O presidente Michel Temer, atingido nas femorais pela delação de Joesley Batista, deverá conseguir relativa sobrevida.

Opino pela sobrevida de Temer porque a versão do áudio foi estrondosa, mas o fato que ele trouxe tem octanagem muito menor do que a repercussão que causou.

Na política, inobstante, a repercussão tem peso específico mil vezes maior que o fato, Nesse campo o estrago está feito: mesmo que Temer contorne a tempestade, dificilmente reimprimirá no governo o torque parlamentar que estocava.

A gravação, que em eras onde o Direto Penal tinha respeito ao processo seria nula para efeitos probatórios, durou 38min57s. O trecho que sacolejou a República dura cerca de três minutos e não guarda indício de que o presidente da República teria contribuído, subjetivamente, com a obstrução aventada. Todo o áudio, aliás, é um amontoado de anacolutos.

Abaixo a transcrição do trecho referido:

BATISTA: O negócio dos vazamentos, o telefone lá do Eduardo com o Geddel, volta e meia citava alguma coisa meio tangenciando a nós, a não sei o quê. Eu tô lá me defendendo. O que que eu mais ou menos dei conta de fazer até agora: eu tô de bem com o Eduardo, ok

TEMER: Tem que manter isso, viu? [inaudível]

BATISTA: Todo mês...

TEMER: [inaudível]

Qualquer análise sintática do diálogo, mesmo contextualizado em toda a extensão da gravação, só encontra uma classificação para a frase de “Tem que manter isso”: ela é objeto direto da afirmação terminativa de Joesley, “eu tô de bem com o Eduardo”. As ilações fora deste objeto não são contextuais, mas puramente circunstanciais, pois como o contexto não está claro, todos se julgam no direito de interpretar como melhor lhe aprouver as circunstâncias.

Objetivamente, portanto, não há como prosperar, com base exclusiva no áudio publicado, a acusação de obstrução de Justiça por Temer.

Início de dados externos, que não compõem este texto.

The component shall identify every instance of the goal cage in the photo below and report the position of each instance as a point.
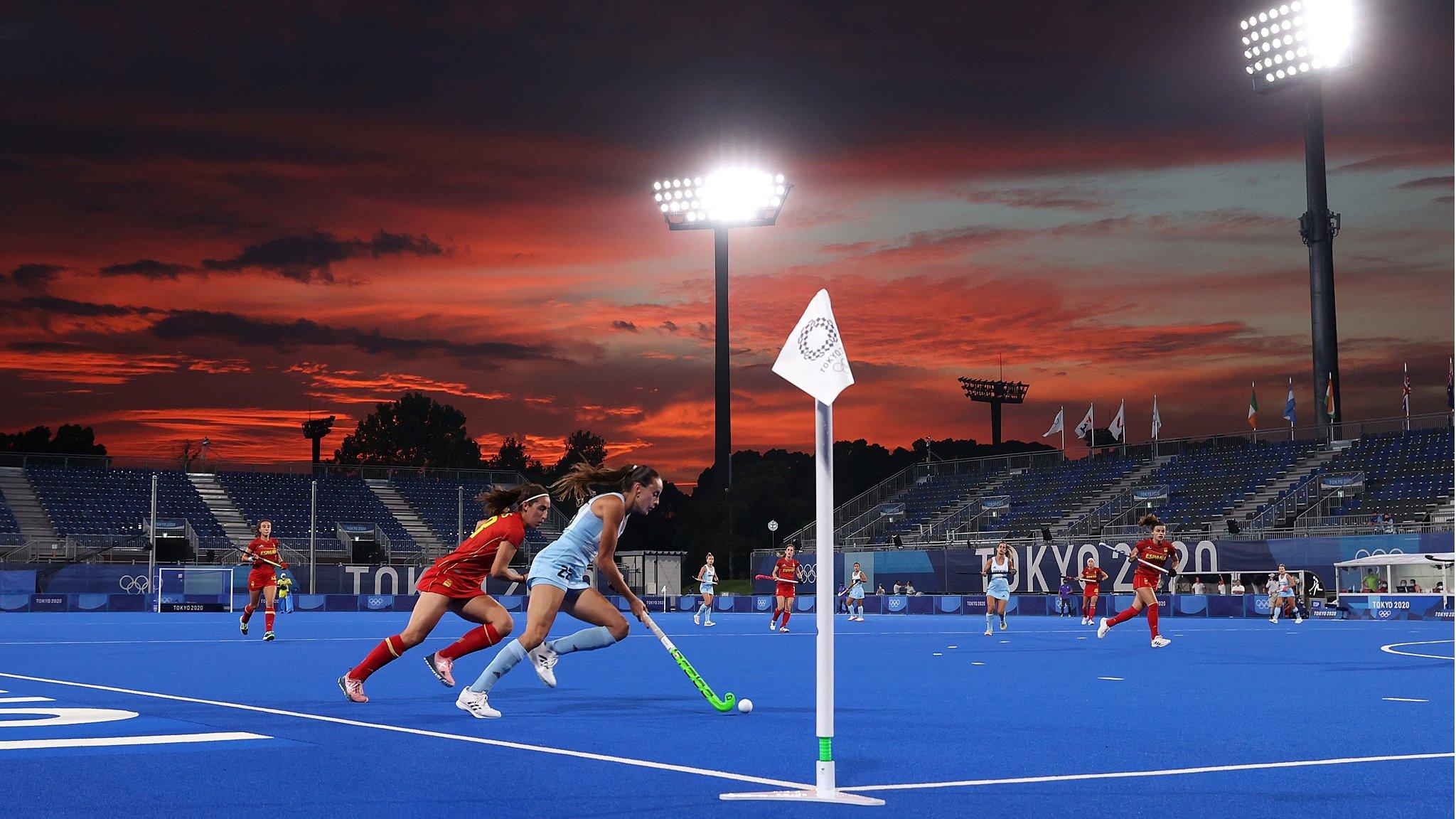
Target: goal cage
(196, 589)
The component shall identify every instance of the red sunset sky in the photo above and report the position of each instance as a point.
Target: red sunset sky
(215, 222)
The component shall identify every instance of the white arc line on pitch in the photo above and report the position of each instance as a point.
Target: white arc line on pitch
(1165, 773)
(122, 741)
(422, 732)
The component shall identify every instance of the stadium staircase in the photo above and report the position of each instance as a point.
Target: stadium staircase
(1282, 484)
(29, 516)
(430, 545)
(235, 527)
(1120, 488)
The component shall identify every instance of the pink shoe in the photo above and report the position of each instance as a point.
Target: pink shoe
(353, 690)
(441, 666)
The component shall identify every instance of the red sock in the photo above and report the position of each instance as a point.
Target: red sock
(1125, 616)
(473, 640)
(387, 651)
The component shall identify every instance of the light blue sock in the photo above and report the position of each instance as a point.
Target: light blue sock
(584, 640)
(504, 660)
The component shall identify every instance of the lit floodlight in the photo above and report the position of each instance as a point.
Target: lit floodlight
(729, 197)
(1324, 31)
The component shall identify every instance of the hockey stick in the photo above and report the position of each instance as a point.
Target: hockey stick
(725, 705)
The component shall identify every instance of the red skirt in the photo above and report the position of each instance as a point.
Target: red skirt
(450, 585)
(261, 577)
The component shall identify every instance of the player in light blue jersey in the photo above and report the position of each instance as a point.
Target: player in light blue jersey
(558, 583)
(707, 582)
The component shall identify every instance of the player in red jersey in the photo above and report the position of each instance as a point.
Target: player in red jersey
(1089, 577)
(786, 573)
(262, 579)
(453, 583)
(1147, 552)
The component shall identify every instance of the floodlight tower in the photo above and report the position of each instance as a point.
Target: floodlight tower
(995, 392)
(1295, 46)
(725, 198)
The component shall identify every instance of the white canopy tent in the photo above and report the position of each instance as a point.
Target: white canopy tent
(1398, 570)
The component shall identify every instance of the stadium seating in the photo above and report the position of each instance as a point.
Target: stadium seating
(8, 523)
(284, 500)
(101, 502)
(1204, 484)
(1406, 473)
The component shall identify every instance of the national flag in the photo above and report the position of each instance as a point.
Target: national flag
(1056, 426)
(1406, 388)
(1118, 426)
(1085, 427)
(813, 359)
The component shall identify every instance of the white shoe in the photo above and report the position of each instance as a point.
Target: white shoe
(543, 660)
(476, 706)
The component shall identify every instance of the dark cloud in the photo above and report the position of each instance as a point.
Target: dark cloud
(1428, 183)
(36, 276)
(147, 269)
(309, 257)
(304, 333)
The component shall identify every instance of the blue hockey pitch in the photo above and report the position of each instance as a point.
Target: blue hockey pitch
(181, 716)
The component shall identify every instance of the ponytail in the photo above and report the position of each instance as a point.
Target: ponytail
(500, 500)
(583, 478)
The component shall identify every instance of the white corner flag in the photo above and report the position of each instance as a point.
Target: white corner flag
(1118, 426)
(1056, 426)
(1086, 424)
(813, 359)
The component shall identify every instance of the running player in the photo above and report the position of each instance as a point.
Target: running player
(1149, 552)
(1288, 598)
(857, 594)
(997, 572)
(558, 577)
(453, 583)
(1091, 577)
(786, 572)
(707, 580)
(262, 579)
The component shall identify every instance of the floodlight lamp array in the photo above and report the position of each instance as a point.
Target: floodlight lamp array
(724, 198)
(1295, 41)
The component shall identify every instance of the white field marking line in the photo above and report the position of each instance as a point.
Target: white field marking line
(1164, 773)
(119, 741)
(1392, 648)
(422, 732)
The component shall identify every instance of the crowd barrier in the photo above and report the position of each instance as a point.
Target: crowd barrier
(1371, 606)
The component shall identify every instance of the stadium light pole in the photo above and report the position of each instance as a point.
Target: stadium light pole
(1295, 46)
(718, 201)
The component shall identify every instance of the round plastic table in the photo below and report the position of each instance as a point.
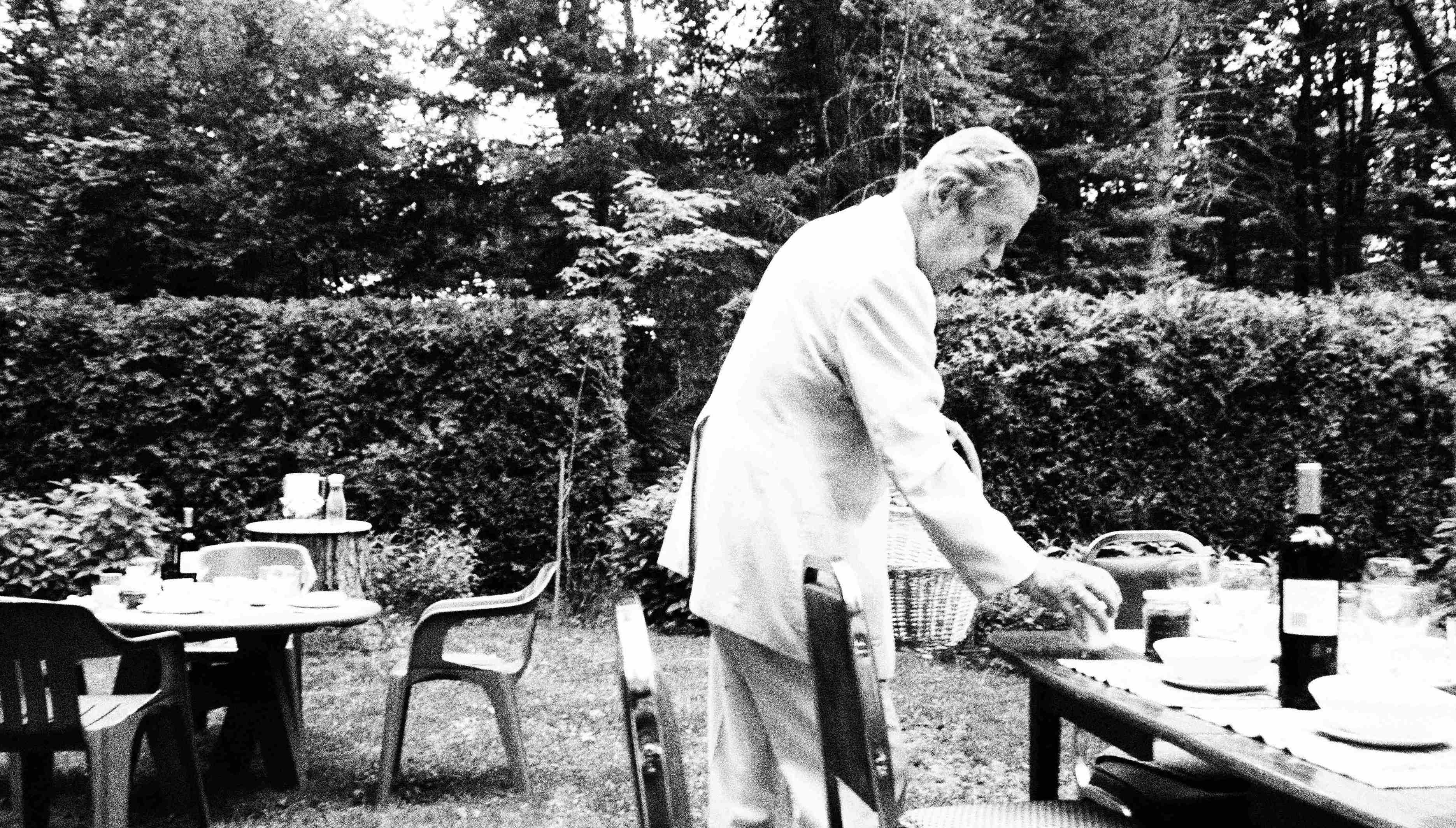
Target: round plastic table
(333, 545)
(258, 686)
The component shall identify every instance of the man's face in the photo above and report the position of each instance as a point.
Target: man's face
(956, 246)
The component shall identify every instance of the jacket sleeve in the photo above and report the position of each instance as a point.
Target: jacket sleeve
(886, 341)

As chances de uma condenação penal no estrito intervalo dessa imprestável prova são remotas.

Mas, repito, a procela política está consumada e o presidente da República, caso não apareçam mais fatos que lhe aumentem a ferida, mesmo enfraquecido, deverá se manter no cargo e, quiçá, recuperar o estoque de apoio parlamentar que acumulou para tentar aprovar as reformas trabalhista e previdenciária que estavam no prelo e agora tomaram o caminho do brejo.

Temer deve ser aconselhado a pensar três vezes antes de se pronunciar.

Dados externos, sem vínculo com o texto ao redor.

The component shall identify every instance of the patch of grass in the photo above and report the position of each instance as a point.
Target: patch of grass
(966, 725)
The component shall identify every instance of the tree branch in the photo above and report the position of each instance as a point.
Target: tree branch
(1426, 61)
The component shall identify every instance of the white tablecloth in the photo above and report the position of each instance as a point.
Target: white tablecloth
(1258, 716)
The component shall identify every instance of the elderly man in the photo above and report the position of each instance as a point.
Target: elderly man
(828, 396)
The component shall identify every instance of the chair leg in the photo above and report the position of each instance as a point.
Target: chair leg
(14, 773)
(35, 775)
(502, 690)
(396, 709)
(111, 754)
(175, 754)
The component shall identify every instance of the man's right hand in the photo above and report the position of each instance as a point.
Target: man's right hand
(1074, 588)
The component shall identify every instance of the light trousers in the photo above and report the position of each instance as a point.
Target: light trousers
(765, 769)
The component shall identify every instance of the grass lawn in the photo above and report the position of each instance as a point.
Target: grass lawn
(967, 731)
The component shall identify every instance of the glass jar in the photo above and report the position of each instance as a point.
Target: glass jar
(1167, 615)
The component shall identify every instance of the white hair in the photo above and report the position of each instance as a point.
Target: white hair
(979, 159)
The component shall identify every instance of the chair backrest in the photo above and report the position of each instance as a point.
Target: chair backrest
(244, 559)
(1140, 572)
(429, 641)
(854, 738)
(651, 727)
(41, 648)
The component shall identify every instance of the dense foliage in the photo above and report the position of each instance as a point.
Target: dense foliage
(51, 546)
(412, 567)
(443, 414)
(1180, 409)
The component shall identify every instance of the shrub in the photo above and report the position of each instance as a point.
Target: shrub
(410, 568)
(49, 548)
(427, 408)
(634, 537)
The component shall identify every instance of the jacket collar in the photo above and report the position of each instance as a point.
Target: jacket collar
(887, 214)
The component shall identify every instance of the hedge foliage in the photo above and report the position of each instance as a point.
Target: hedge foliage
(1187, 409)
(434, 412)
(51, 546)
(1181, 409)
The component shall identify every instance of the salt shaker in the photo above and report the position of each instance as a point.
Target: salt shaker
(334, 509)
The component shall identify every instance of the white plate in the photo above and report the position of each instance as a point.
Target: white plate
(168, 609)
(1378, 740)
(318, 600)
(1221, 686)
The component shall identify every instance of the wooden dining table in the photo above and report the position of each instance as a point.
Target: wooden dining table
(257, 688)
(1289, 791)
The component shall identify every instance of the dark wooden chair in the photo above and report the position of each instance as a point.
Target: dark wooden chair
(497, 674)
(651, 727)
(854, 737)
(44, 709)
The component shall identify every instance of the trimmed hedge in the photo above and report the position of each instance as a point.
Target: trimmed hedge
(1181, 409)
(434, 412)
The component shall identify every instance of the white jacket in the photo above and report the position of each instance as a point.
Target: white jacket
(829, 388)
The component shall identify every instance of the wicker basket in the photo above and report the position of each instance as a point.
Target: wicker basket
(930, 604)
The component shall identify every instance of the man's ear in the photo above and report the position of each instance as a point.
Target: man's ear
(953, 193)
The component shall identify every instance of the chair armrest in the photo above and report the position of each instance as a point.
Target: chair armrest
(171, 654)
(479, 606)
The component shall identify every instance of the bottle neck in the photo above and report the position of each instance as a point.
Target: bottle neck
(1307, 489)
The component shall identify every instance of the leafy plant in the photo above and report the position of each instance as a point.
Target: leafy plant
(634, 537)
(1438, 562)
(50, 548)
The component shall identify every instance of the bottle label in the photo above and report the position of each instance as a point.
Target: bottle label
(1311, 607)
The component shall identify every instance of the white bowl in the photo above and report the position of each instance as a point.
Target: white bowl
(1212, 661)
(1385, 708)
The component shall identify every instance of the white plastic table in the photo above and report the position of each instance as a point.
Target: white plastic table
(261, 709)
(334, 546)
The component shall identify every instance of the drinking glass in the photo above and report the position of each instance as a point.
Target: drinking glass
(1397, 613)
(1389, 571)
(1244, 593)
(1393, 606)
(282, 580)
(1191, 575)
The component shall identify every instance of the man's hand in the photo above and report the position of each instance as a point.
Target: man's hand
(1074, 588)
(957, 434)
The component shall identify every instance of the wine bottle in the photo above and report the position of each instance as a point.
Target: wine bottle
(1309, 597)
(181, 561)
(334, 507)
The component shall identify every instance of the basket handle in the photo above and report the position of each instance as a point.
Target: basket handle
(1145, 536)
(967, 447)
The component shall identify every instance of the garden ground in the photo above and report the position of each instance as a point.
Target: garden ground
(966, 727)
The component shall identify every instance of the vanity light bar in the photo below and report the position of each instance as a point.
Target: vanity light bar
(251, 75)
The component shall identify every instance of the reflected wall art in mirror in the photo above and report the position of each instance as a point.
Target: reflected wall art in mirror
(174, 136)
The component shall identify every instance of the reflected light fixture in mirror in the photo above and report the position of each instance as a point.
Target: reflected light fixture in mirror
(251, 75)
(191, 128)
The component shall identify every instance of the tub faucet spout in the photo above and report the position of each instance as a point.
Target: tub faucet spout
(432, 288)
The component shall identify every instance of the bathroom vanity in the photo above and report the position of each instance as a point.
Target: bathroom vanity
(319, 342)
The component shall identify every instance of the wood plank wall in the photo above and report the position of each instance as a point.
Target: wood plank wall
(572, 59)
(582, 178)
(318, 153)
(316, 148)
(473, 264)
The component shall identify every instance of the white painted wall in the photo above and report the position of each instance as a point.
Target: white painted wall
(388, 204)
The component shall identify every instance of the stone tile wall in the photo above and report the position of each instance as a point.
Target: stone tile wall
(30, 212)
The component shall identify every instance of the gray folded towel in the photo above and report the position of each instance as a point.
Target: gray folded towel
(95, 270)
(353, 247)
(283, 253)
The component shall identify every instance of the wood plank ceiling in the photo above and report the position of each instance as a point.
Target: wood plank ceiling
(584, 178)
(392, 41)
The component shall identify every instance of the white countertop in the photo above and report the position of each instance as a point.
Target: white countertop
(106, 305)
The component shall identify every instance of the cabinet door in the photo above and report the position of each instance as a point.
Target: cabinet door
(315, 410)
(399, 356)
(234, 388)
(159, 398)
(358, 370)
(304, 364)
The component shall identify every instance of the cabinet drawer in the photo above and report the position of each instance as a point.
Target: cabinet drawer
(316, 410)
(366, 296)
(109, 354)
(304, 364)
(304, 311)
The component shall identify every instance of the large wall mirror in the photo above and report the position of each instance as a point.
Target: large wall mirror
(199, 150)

É de Shakespeare a frase, "é melhor ser rei de teu silêncio do que escravo de tuas palavras", parafraseada para a política pelo 3⁰ presidente dos EUA, Thomas Jefferson, que confessou “já se ter arrependido de algumas coisas que falou, mas jamais se arrependeu de ter ficado calado”.

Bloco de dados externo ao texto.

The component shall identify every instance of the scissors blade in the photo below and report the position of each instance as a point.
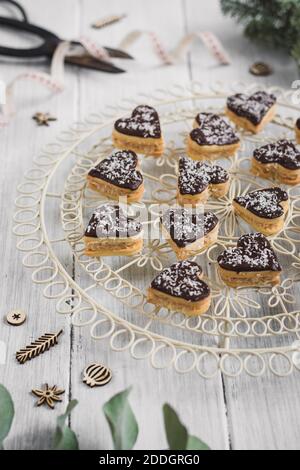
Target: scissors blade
(88, 62)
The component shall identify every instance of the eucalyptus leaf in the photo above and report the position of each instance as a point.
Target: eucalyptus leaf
(121, 420)
(6, 413)
(64, 437)
(176, 432)
(194, 443)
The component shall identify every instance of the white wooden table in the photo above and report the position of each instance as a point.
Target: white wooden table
(242, 413)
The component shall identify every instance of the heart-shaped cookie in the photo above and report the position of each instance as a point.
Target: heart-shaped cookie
(188, 231)
(277, 161)
(118, 176)
(197, 180)
(211, 137)
(251, 111)
(264, 209)
(141, 132)
(144, 122)
(110, 232)
(211, 129)
(110, 221)
(253, 262)
(182, 280)
(297, 130)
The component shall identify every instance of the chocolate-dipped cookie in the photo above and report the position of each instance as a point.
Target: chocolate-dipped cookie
(279, 161)
(179, 287)
(110, 232)
(252, 263)
(251, 112)
(188, 231)
(199, 180)
(263, 209)
(118, 176)
(212, 137)
(297, 130)
(141, 132)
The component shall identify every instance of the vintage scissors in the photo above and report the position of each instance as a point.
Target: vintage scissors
(50, 43)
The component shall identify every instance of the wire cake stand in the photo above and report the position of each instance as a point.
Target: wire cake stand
(251, 330)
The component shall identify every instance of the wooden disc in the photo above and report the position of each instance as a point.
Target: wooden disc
(260, 69)
(16, 317)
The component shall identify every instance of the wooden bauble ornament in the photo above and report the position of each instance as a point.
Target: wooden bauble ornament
(16, 317)
(96, 375)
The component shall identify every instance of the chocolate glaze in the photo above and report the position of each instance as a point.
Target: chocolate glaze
(119, 169)
(213, 130)
(253, 107)
(185, 226)
(194, 177)
(282, 152)
(182, 280)
(264, 202)
(110, 221)
(144, 122)
(253, 253)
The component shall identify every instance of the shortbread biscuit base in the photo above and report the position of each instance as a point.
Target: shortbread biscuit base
(215, 190)
(249, 278)
(210, 152)
(114, 192)
(261, 224)
(297, 132)
(185, 252)
(161, 299)
(275, 172)
(113, 246)
(147, 145)
(243, 122)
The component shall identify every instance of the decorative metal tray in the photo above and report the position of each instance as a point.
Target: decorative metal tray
(249, 330)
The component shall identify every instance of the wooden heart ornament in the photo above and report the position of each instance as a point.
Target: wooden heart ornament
(252, 112)
(118, 176)
(179, 287)
(141, 132)
(198, 180)
(263, 209)
(212, 137)
(252, 263)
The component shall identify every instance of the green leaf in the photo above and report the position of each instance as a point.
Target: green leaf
(64, 437)
(6, 413)
(194, 443)
(176, 432)
(121, 420)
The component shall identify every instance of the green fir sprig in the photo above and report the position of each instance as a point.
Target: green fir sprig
(274, 23)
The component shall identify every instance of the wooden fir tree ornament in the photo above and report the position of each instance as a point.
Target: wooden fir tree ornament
(39, 346)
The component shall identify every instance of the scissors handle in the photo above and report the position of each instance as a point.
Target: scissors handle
(45, 49)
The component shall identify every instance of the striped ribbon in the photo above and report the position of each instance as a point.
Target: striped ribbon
(55, 79)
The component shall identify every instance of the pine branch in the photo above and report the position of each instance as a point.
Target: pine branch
(42, 344)
(275, 23)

Em momentos graves, a prudência aconselha uma nota curta e seca, analisada à exaustão, e jamais falas de improviso, que podem atropelar quem as profere.

Na fala de ontem, Temer fez uma confissão que será usada pelos seus adversários e pelo próprio Procurador-Geral da República, contra ele:

“Ouvi, realmente, o relato de um empresário que, por ter relações com um ex-deputado, auxiliava a família do ex-parlamentar. Não solicitei que isso acontecesse e somente tive conhecimento desse fato nessa conversa pedida pelo empresário.”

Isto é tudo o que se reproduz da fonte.